It is a very important step in the production of good Scotch and 50-70% of the bottled spirits flavour will come from the cask. Cask maturation provides colour, it removes undesirable flavours and the spirit extracts desirable flavours from the oak. Oak contains many sugars! Each year we lose about 3% to evaporation (the Angel’s share) and each year the alcohol level will reduce and if it falls below 40% alcohol it cannot be called whisky.
In Scotland, around 90% of Scotch is matured in ex-bourbon Hogshead casks. Prior to this Sherry Butts were used but the industry changed to bourbon casks in the late 1930s when the US decided that bourbon casks could only be used for the maturation of bourbon once and so this provided the Scotch whisky industry with lots of cheap used oak casks to mature whisky.
Where bourbon matured whisky typically provides that light golden colour spirit with vanilla and coconut flavours, Sherry matured whisky is darker in colour, with more raisin and cherry flavours.

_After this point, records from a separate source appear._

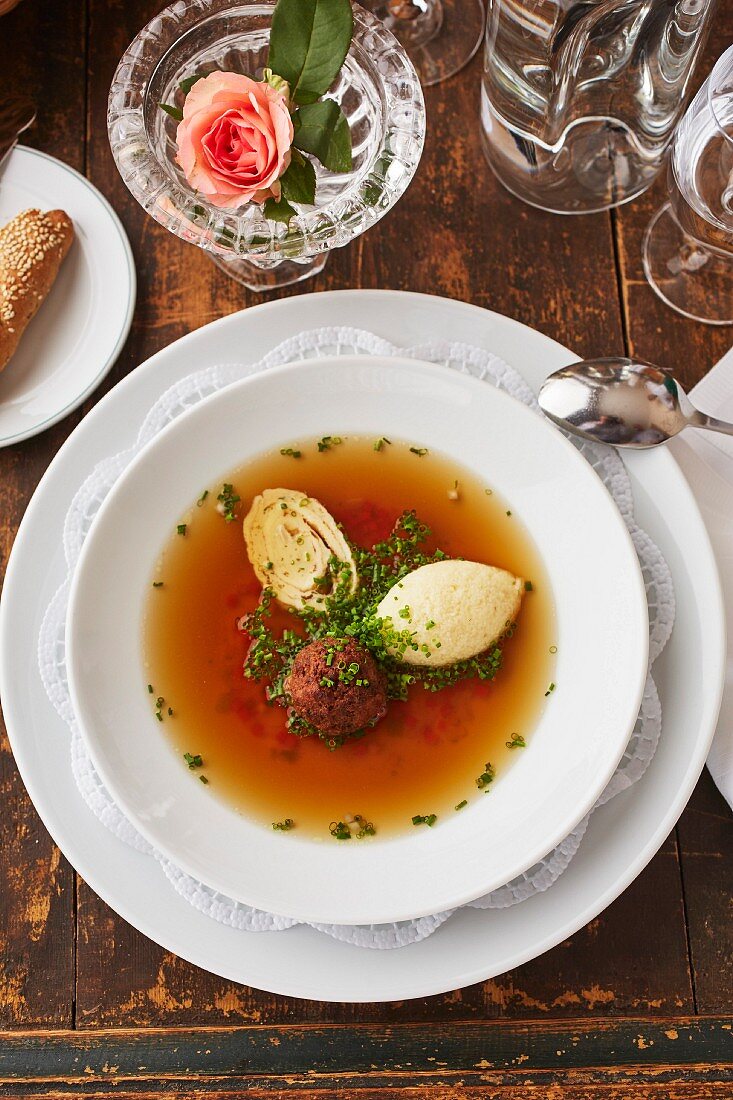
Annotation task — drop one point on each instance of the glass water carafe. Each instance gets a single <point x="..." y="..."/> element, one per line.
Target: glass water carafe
<point x="580" y="98"/>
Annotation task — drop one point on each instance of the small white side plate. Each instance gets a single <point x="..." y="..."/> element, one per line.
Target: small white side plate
<point x="78" y="331"/>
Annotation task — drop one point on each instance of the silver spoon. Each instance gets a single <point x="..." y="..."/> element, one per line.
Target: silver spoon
<point x="622" y="402"/>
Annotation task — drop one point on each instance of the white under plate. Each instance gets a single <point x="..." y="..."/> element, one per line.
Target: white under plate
<point x="473" y="944"/>
<point x="78" y="331"/>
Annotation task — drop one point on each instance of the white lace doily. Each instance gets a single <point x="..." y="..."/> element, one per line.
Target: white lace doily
<point x="194" y="388"/>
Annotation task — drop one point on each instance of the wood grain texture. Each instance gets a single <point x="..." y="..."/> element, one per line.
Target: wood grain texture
<point x="42" y="47"/>
<point x="302" y="1058"/>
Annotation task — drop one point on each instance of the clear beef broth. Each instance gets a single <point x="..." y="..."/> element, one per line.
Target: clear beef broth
<point x="425" y="756"/>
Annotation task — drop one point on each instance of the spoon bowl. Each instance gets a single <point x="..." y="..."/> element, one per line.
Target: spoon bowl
<point x="621" y="402"/>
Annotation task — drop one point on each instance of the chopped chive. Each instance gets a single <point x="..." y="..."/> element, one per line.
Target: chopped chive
<point x="228" y="501"/>
<point x="328" y="441"/>
<point x="485" y="778"/>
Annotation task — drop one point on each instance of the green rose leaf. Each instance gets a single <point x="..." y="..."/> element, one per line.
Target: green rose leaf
<point x="321" y="129"/>
<point x="308" y="43"/>
<point x="298" y="180"/>
<point x="279" y="211"/>
<point x="175" y="112"/>
<point x="189" y="81"/>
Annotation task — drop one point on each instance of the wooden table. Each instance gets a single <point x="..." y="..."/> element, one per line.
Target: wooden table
<point x="632" y="1007"/>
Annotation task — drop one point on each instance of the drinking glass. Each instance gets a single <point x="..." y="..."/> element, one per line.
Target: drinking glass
<point x="378" y="90"/>
<point x="580" y="98"/>
<point x="688" y="246"/>
<point x="440" y="36"/>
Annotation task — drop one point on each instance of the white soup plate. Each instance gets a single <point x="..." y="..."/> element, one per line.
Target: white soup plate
<point x="602" y="634"/>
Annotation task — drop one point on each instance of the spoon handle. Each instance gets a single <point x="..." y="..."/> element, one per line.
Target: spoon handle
<point x="711" y="422"/>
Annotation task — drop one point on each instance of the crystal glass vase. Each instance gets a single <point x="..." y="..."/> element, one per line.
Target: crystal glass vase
<point x="378" y="90"/>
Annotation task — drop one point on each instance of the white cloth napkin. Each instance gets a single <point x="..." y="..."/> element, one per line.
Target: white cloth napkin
<point x="707" y="460"/>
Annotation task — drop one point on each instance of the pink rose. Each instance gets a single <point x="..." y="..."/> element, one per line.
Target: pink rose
<point x="234" y="139"/>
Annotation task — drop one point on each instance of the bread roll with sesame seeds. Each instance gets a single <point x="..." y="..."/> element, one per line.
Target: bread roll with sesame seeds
<point x="32" y="248"/>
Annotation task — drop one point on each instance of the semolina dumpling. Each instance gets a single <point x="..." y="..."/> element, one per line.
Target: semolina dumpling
<point x="455" y="609"/>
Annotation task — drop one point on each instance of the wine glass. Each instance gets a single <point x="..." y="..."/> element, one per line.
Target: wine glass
<point x="440" y="36"/>
<point x="688" y="245"/>
<point x="378" y="90"/>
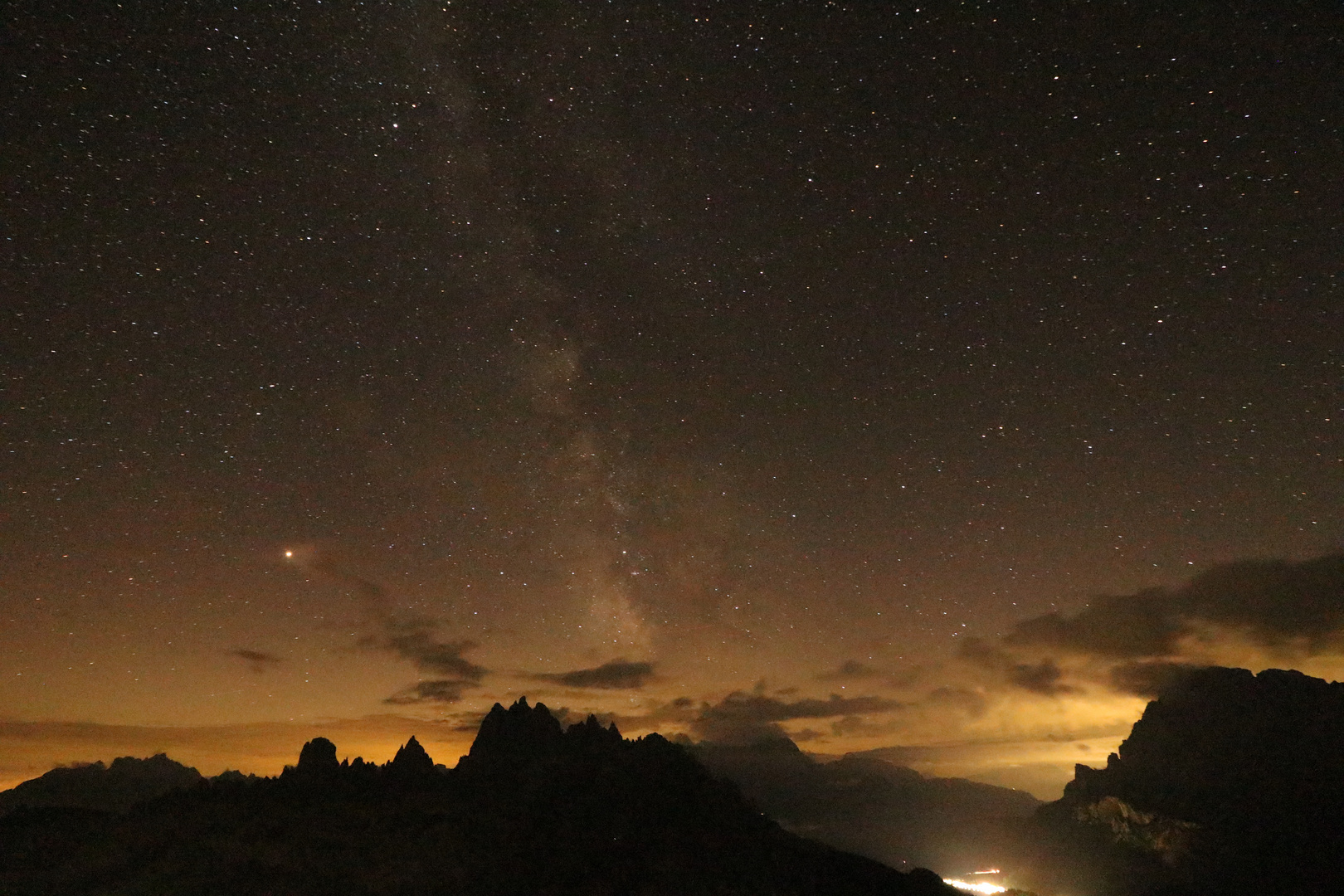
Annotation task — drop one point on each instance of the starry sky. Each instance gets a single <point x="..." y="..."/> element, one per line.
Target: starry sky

A cask can be used multiple times until it is exhausted which is usually after 40 years. However, the intensity of flavour reduces with each refill. First fill casks are highly desirable, but in my experience when using first fill Sherry casks, it is better to use them for finishing the first time as the oak contains so much sherry flavours that if left in there for a prolonged period of time the spirit can be overpowered. Wine and Port casks are particularly susceptible to overpowering spirit if not carefully managed.
The provenance of the actual oak used to make up a cask is proving to be an interesting field of research. It has been suggested that the fruity flavours derived from a sherry cask are not necessarily due to the fact that the cask previously contained sherry. The reason is also that European Oak is different from bourbon cask oak which is taken from the United States, using a different type of oak which possesses different flavours.
Last year I visited a bodega in Europe and it is very much like visiting a lumber yard in Scotland, which I did with my Dad as a kid because he was a joiner.
Essentially the bodega will allow the oak to dry outside which has been shown to produce greater colour in the spirit and make for higher quality Whiskies. A company will pay a premium for casks that are constructed from oak that has been left outside to be dried naturally.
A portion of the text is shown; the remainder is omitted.